TIMESINDONESIA, PROBOLINGGO – Di tepi sebelah barat pintu Exit Tol Kraksaan, Probolinggo, sebuah pohon berdiri dengan daun-daun hijau menghadap langit. Namun ini bukanlah pohon biasa.
Ia juga bukan tempat berteduh. Bukan pula ditanam oleh petani. Ia adalah simbol zaman baru, ketika infrastruktur tak lagi bicara hanya soal beton dan aspal.
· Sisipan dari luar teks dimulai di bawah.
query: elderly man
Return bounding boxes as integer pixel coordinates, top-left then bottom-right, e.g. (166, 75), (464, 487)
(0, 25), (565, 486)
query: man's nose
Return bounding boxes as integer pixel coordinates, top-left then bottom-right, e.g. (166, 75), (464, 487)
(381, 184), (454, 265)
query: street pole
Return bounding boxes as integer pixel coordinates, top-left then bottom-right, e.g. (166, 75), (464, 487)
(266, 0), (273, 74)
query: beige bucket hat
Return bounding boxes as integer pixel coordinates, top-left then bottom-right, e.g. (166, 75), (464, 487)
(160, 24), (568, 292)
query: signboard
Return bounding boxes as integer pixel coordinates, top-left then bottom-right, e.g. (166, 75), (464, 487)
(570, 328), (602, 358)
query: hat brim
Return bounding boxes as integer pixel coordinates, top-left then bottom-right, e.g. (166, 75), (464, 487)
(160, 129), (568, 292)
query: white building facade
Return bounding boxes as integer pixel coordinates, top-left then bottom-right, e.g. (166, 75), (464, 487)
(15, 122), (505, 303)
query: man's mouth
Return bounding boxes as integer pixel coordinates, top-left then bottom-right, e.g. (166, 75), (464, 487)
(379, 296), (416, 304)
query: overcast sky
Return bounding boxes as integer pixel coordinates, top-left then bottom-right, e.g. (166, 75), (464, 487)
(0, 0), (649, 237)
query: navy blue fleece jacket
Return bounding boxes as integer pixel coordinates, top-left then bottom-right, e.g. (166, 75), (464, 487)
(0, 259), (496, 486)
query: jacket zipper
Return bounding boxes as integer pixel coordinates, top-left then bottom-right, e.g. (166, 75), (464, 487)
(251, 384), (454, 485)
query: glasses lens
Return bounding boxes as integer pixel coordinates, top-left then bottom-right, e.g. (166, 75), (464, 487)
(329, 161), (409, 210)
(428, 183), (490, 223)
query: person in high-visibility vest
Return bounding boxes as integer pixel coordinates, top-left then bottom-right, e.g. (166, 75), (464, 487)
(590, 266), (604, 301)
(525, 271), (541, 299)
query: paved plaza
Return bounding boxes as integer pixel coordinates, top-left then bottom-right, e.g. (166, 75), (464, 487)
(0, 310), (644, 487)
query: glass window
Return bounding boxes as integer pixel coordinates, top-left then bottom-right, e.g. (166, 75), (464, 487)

Tetapi juga energi, kecerdasan, dan keberlanjutan.
Itulah Hybrid Wind Tree, sebuah mahakarya teknologi energi terbarukan yang kini menjadi pusat perhatian pengguna jalan di Probolinggo.
Sekilas, bentuknya menyerupai pohon artistik di galeri seni luar ruang. Batangnya kokoh, menjulang setinggi lebih dari delapan meter. Dari batang utama itu memancar puluhan cabang logam ramping yang menopang 'daun-daun' besar berwarna hijau tua.
Tapi jika diperhatikan lebih seksama, setiap 'daun' ternyata adalah turbin angin mikro. Unit Aeroleaf™, yang dapat menangkap aliran angin dari segala arah.
Namun, yang membuat teknologi ini istimewa bukan hanya soal desain. Turbin ini nyaris tak bersuara. Tidak ada dengungan mesin, tidak ada suara kipas berdentum seperti pada turbin angin besar di perbukitan.
Daun-daun ini berputar hampir seperti meditasi. Tenang, senyap, tapi menghasilkan energi yang nyata. Cocok untuk lingkungan urban atau fasilitas publik yang sensitif terhadap suara dan getaran.
Selain menangkap angin, setiap daun juga dilengkapi panel surya mini. Inilah yang disebut teknologi hybrid. Pohon ini bisa menghasilkan energi baik dari matahari di siang hari maupun dari angin kapan pun ia berhembus. Bahkan di malam hari.
Artinya, Hybrid Wind Tree bekerja nyaris 24 jam tanpa jeda. Dayanya mengombinasikan sumber daya terbarukan yang efisien dan berkesinambungan.
Turbin Aeroleaf adalah turbin angin sumbu vertikal dengan teknologi magnetik tanpa gesekan keras. Setiap turbin memiliki generator tersendiri yang mengubah putaran menjadi energi listrik.
Karena bentuknya seperti daun yang melingkar, ia dapat menangkap angin dari segala arah (360 derajat). Tidak perlu memutar arah seperti baling-baling konvensional.
Teknologi ini membuatnya responsif terhadap angin lambat, mulai dari 2,5 meter per detik (sekitar 9 km/jam), menjadikannya sangat cocok untuk lingkungan seperti Probolinggo yang memiliki angin lokal musiman seperti Angin Gending.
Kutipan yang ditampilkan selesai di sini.